Rose and Petunia, younger but bigger lambs, led the way. They easily leapt over the spring cleanout pipe and onto the hillside. Milly  and her brother followed. Where her brother managed the leap, she slid off the pipe and back onto the wooden platform.

where the lamb slipped through into the water

Where she fell in

massive clump of water irises, purple and whiteFrom where I stood I could see she intended to try again, and I was just as certain that this wasn’t going to end the way she expected. I dropped my hoe and started down. Sure enough, this time she hit the top of the pipe and slid down directly into the opening beneath it. Bleating in panic, she managed to keep her front legs on the platform, trying to hoist herself back up. She held herself there for a terrified instant or two, which was long enough for me to get beyond the huge patch of water irises, throw off my shoes and slide down the ditch bank toward the water.

Meanwhile, up on the hillside, Mari is grazing calmly while Tiny, Milly’s grandmother, turns and begins to call for Milly to try harder. Huh? I guess Mari is willing to defer to her mother in all things.

Milly and I hit the water at almost the same time. I hear, “Blabublbb-BAA!” as she goes under, then manages to rise above the surface. I realize that she’s holding herself under the platform by treading like crazy. In her panic, she’s fixated on getting back up through that hole.

As I call, “Baby, baby, baby!” to let Milly know I’m coming for her, Mari finally notices that her daughter’s in trouble. She and Tiny start for the walkway, while the hooligans that got Milly into this situation come bounding and bouncing after them.

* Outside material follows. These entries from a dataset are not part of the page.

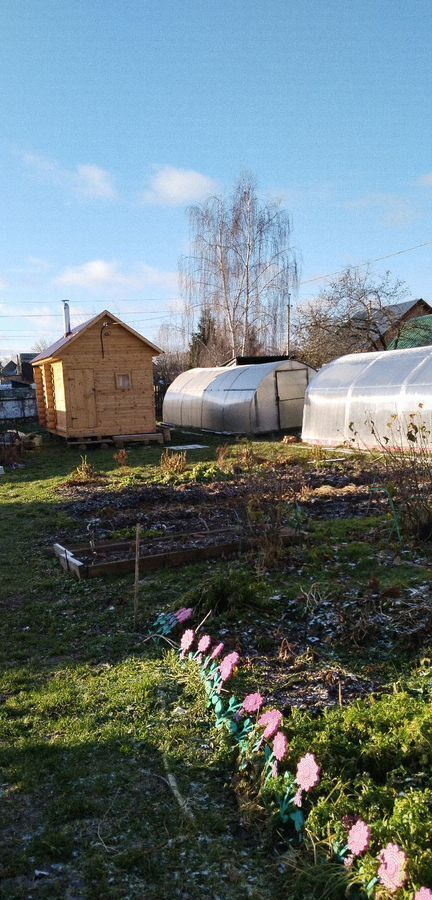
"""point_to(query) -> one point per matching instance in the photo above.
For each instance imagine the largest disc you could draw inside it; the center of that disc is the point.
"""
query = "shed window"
(124, 381)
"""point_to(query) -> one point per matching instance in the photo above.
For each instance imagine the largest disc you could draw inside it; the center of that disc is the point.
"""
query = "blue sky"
(117, 115)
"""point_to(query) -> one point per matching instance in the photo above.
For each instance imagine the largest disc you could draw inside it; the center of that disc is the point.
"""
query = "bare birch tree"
(241, 269)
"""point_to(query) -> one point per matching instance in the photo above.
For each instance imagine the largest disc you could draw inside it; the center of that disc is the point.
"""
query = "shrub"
(406, 452)
(225, 593)
(84, 473)
(173, 463)
(121, 457)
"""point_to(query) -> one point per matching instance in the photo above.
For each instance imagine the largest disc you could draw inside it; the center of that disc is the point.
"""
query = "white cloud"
(100, 273)
(394, 211)
(86, 180)
(425, 180)
(175, 187)
(92, 181)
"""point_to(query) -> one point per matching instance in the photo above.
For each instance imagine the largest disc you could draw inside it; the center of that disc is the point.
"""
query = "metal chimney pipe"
(66, 318)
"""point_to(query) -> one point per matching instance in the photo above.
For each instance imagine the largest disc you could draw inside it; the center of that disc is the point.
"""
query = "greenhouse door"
(290, 390)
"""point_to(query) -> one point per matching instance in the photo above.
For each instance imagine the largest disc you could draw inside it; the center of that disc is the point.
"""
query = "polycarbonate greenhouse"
(243, 399)
(352, 392)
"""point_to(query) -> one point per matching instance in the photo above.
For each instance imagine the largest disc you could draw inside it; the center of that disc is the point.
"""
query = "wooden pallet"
(119, 440)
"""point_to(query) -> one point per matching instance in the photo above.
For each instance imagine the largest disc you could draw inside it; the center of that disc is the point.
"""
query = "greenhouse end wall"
(364, 399)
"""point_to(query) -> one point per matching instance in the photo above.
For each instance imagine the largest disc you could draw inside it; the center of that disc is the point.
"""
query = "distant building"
(391, 320)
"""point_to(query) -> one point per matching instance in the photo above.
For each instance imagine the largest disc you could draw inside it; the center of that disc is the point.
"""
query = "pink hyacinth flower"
(308, 772)
(280, 746)
(392, 871)
(229, 665)
(217, 651)
(186, 642)
(182, 615)
(253, 702)
(204, 643)
(298, 797)
(272, 721)
(359, 838)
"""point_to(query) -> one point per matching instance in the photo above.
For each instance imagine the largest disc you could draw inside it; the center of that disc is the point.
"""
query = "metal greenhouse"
(241, 399)
(362, 393)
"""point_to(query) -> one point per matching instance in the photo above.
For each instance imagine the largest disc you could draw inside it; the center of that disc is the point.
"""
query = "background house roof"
(416, 332)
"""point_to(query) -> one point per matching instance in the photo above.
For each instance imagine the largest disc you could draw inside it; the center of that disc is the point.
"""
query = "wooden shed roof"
(57, 347)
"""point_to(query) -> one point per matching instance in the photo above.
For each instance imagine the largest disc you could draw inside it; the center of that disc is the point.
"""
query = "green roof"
(416, 333)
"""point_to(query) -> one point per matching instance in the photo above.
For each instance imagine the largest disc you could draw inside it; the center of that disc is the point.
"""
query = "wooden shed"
(96, 382)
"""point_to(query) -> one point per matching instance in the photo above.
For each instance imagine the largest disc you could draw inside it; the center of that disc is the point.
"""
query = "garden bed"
(117, 557)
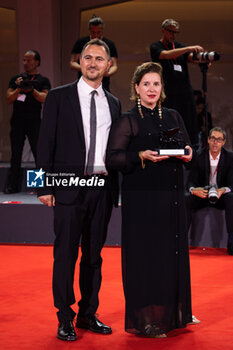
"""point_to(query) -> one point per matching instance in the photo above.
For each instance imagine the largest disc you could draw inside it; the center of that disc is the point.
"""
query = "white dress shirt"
(103, 122)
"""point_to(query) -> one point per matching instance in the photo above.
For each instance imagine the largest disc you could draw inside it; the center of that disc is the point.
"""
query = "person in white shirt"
(73, 140)
(210, 181)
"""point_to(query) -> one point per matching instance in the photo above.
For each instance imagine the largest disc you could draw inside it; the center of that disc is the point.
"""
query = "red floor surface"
(28, 318)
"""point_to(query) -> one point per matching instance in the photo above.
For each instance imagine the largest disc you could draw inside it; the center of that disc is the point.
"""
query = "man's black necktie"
(91, 154)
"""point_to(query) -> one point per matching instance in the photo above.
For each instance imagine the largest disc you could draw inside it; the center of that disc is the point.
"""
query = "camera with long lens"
(206, 56)
(212, 193)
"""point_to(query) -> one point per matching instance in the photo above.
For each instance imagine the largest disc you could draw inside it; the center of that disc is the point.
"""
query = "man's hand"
(153, 156)
(220, 191)
(48, 200)
(188, 157)
(200, 192)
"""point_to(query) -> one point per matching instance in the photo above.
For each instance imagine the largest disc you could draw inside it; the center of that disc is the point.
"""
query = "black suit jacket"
(200, 170)
(61, 144)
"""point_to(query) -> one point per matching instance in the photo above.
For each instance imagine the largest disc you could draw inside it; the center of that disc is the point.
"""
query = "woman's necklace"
(140, 108)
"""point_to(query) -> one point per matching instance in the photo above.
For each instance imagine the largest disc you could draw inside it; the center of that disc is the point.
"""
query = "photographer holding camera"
(27, 91)
(174, 58)
(210, 181)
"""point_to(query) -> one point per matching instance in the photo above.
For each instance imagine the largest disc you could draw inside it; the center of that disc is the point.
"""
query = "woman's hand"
(153, 156)
(188, 157)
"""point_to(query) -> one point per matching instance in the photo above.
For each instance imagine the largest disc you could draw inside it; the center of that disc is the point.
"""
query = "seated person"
(201, 117)
(212, 171)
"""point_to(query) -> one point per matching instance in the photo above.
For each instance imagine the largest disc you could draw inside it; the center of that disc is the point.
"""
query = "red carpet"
(28, 318)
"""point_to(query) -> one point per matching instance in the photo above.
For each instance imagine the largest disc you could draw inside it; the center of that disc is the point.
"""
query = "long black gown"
(155, 257)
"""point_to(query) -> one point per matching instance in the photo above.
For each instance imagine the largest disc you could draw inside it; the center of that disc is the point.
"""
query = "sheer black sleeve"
(119, 154)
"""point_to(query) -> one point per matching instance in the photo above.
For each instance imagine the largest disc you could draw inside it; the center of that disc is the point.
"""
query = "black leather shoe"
(93, 324)
(230, 248)
(66, 331)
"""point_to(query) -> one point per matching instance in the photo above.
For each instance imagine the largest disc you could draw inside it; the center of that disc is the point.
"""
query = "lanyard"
(214, 174)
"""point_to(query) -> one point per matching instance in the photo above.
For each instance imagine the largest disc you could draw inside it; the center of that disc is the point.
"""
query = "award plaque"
(171, 143)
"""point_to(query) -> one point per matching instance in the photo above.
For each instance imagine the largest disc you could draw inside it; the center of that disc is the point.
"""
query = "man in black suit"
(65, 148)
(213, 168)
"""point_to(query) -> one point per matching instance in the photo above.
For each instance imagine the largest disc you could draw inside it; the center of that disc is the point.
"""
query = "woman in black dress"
(155, 257)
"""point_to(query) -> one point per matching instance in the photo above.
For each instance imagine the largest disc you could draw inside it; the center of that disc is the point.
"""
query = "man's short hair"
(170, 22)
(95, 21)
(35, 53)
(217, 128)
(97, 42)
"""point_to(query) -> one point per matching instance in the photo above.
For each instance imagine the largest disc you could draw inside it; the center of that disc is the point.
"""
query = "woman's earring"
(160, 109)
(139, 106)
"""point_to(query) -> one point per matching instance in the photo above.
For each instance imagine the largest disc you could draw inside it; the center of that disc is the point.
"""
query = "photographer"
(27, 91)
(210, 181)
(174, 58)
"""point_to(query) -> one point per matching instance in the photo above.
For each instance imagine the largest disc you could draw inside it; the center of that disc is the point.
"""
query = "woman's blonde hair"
(140, 71)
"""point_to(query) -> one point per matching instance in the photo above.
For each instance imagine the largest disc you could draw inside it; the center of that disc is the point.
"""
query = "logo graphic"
(35, 178)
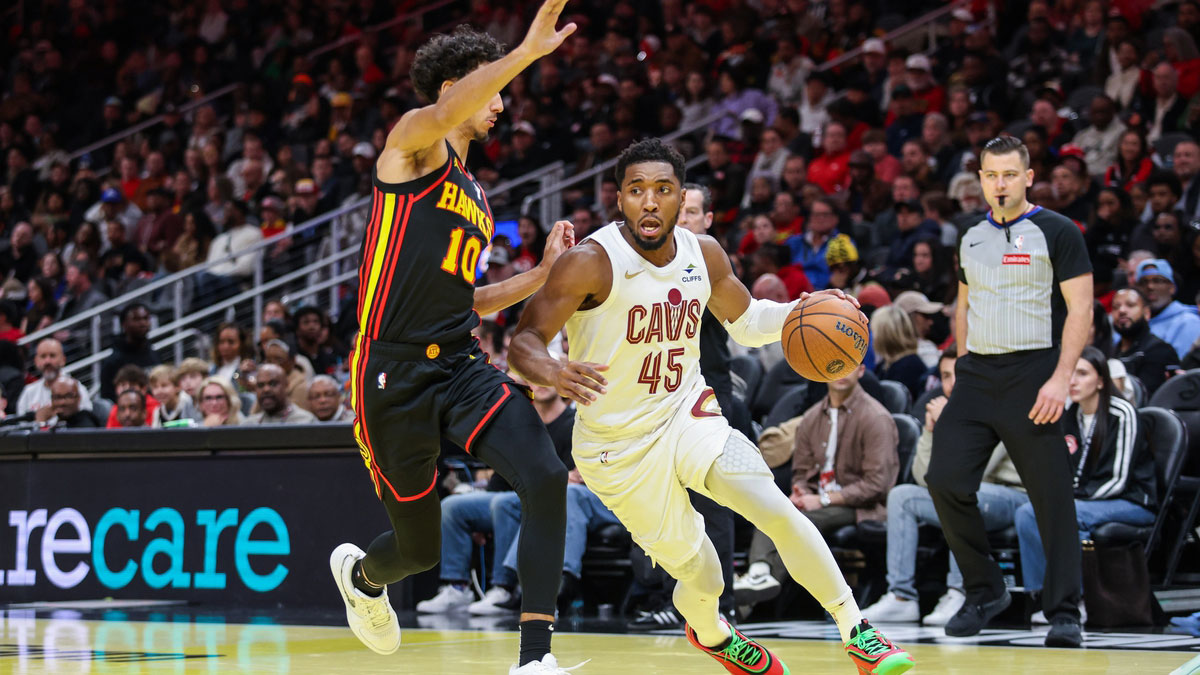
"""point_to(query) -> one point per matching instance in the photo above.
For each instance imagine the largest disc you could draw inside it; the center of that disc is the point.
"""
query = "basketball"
(825, 338)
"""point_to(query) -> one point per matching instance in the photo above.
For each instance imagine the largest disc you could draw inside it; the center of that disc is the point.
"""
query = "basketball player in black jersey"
(418, 374)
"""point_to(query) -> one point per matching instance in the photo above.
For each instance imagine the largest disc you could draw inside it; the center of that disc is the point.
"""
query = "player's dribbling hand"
(561, 238)
(1051, 399)
(581, 382)
(543, 37)
(841, 296)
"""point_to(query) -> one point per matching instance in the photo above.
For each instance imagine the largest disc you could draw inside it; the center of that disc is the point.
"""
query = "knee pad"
(742, 458)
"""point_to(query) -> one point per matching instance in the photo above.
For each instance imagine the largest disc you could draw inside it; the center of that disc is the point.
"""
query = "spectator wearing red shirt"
(1133, 162)
(831, 171)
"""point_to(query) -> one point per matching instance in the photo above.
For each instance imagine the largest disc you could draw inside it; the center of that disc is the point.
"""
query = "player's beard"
(657, 243)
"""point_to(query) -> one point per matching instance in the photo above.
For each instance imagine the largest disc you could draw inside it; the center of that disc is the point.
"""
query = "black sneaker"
(1065, 632)
(659, 620)
(973, 616)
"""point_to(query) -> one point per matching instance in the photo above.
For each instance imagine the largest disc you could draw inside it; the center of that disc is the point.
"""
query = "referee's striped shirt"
(1013, 294)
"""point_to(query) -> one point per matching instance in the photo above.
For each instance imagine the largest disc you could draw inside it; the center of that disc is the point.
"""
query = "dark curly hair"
(451, 57)
(651, 150)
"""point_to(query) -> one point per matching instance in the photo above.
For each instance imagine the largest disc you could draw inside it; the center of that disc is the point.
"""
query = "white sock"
(846, 614)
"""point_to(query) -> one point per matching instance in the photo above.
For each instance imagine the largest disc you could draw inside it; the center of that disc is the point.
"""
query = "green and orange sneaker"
(874, 653)
(742, 655)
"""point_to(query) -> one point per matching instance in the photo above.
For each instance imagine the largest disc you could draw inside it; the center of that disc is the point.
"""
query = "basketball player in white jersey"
(631, 297)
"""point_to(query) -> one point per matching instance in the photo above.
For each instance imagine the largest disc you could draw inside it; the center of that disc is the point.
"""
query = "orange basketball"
(825, 338)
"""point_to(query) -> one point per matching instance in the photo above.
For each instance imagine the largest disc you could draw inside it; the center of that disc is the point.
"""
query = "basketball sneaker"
(547, 665)
(371, 620)
(742, 655)
(874, 653)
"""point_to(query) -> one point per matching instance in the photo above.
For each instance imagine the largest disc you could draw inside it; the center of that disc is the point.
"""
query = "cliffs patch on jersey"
(666, 321)
(459, 201)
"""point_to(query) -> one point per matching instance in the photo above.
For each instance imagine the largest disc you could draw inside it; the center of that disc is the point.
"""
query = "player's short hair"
(651, 150)
(1003, 145)
(705, 192)
(451, 57)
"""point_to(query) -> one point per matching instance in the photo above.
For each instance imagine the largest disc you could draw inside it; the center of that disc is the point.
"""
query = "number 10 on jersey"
(468, 255)
(652, 370)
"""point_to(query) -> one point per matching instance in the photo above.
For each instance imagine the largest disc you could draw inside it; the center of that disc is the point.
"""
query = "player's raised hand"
(581, 381)
(543, 36)
(841, 296)
(561, 238)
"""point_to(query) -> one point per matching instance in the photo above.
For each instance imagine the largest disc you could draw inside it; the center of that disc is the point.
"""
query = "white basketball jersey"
(648, 333)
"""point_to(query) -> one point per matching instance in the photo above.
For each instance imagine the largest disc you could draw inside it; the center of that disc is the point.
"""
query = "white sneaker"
(892, 609)
(449, 598)
(947, 607)
(756, 585)
(491, 602)
(547, 665)
(371, 620)
(1039, 617)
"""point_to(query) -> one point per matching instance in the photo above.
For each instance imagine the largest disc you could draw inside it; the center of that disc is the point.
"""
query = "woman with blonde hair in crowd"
(220, 404)
(895, 347)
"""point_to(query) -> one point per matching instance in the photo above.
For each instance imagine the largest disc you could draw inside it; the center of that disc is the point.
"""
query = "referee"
(1024, 312)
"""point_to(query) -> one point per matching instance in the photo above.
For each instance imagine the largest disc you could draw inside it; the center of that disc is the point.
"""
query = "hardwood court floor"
(184, 644)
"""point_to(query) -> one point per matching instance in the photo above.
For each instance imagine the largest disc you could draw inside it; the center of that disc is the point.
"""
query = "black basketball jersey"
(420, 256)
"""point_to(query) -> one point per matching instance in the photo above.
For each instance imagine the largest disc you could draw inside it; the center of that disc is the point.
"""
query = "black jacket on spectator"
(82, 419)
(1150, 359)
(123, 354)
(1122, 467)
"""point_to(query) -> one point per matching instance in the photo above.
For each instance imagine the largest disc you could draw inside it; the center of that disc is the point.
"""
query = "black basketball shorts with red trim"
(407, 401)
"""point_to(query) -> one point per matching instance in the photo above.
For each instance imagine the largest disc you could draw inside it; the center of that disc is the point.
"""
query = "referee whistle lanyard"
(1085, 442)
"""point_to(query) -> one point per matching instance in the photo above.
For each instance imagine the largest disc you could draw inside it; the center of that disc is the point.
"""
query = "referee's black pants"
(990, 402)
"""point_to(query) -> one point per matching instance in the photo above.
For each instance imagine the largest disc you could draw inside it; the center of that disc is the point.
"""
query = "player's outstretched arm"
(751, 322)
(496, 297)
(423, 127)
(581, 275)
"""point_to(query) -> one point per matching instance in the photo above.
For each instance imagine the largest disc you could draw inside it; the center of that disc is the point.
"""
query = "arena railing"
(928, 22)
(318, 261)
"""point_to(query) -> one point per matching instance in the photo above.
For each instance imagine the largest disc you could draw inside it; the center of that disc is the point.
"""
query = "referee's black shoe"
(973, 616)
(1065, 632)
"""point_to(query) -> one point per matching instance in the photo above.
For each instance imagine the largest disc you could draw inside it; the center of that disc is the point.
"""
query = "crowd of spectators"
(858, 177)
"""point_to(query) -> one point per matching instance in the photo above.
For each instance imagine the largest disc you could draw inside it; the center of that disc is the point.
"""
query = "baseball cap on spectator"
(841, 250)
(918, 63)
(862, 159)
(874, 296)
(364, 150)
(753, 115)
(1155, 267)
(273, 203)
(917, 302)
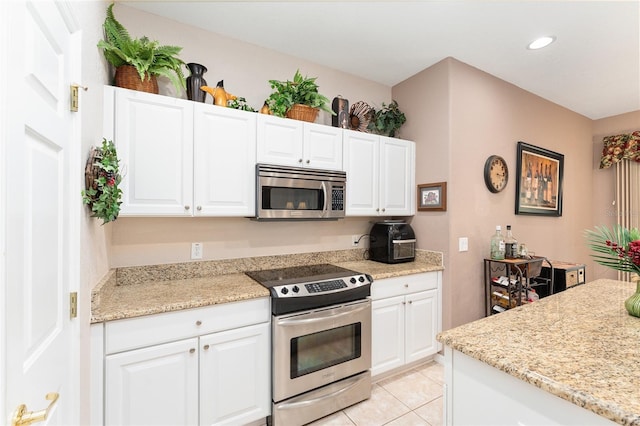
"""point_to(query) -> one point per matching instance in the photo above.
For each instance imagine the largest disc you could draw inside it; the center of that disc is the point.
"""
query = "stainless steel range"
(321, 340)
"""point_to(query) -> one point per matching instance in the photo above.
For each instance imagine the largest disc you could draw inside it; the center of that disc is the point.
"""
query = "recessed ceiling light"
(541, 42)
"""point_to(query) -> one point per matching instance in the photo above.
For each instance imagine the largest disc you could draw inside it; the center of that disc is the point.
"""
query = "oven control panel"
(319, 287)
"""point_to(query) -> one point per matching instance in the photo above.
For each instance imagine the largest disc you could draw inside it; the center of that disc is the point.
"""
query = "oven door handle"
(311, 401)
(322, 315)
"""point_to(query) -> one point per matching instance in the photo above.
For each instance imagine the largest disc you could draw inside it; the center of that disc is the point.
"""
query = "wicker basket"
(303, 113)
(127, 77)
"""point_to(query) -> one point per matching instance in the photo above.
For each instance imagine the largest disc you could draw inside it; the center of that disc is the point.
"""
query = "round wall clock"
(496, 173)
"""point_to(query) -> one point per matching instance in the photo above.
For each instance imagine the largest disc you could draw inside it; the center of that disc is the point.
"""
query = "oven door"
(317, 347)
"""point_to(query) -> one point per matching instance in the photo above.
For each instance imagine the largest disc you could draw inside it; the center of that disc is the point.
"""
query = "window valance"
(619, 147)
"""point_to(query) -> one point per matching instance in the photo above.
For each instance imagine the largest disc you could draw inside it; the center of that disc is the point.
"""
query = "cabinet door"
(235, 376)
(387, 339)
(397, 177)
(224, 161)
(279, 141)
(157, 385)
(362, 164)
(154, 138)
(322, 147)
(421, 325)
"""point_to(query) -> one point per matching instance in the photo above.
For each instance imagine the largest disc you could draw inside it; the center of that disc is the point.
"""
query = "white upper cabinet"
(299, 144)
(380, 175)
(322, 147)
(362, 164)
(224, 161)
(397, 176)
(154, 138)
(181, 158)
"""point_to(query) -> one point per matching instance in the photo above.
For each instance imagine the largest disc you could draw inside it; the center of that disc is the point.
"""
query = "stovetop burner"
(300, 274)
(299, 288)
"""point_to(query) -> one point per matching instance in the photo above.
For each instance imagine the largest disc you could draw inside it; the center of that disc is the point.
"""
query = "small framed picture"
(432, 196)
(539, 181)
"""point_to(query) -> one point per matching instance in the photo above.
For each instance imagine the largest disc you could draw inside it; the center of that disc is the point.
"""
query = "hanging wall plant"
(102, 177)
(388, 120)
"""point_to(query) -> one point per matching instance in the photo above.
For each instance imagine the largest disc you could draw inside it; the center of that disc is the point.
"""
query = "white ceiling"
(593, 68)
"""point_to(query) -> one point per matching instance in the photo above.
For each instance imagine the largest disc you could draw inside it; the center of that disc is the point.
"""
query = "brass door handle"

I hear that watery bleat as Milly again goes under the surface. She’s still holding herself under the platform despite that current. This seriously worries me. The last thing I want is to duck under that thing to get her. I have seen wolf spiders as big as my hand on that platform and I’m not really keen on finding myself eye to eye with one of those big girls. Just then, Milly catches a glimpse of her kin on their way, and makes a 180. Still sheep-paddling, she lets the current carry her out from under the platform.

Now, Milly is the shyest of my four lambikins, and she doesn’t much like me getting close to her. But as I call “Baby, baby, baby,” again, her eyes lock on mine and she’s swimming as fast for me as I’m shoving through the water to get to her. She had no trouble letting me scoop her up to bring her back up the ditch bank.

Milly the Dorper ewe lamb

No worse for wear

An hour later she was dry and very clean, the whole event seemingly long forgotten. And with that, peace again descended onto the farm. Whew.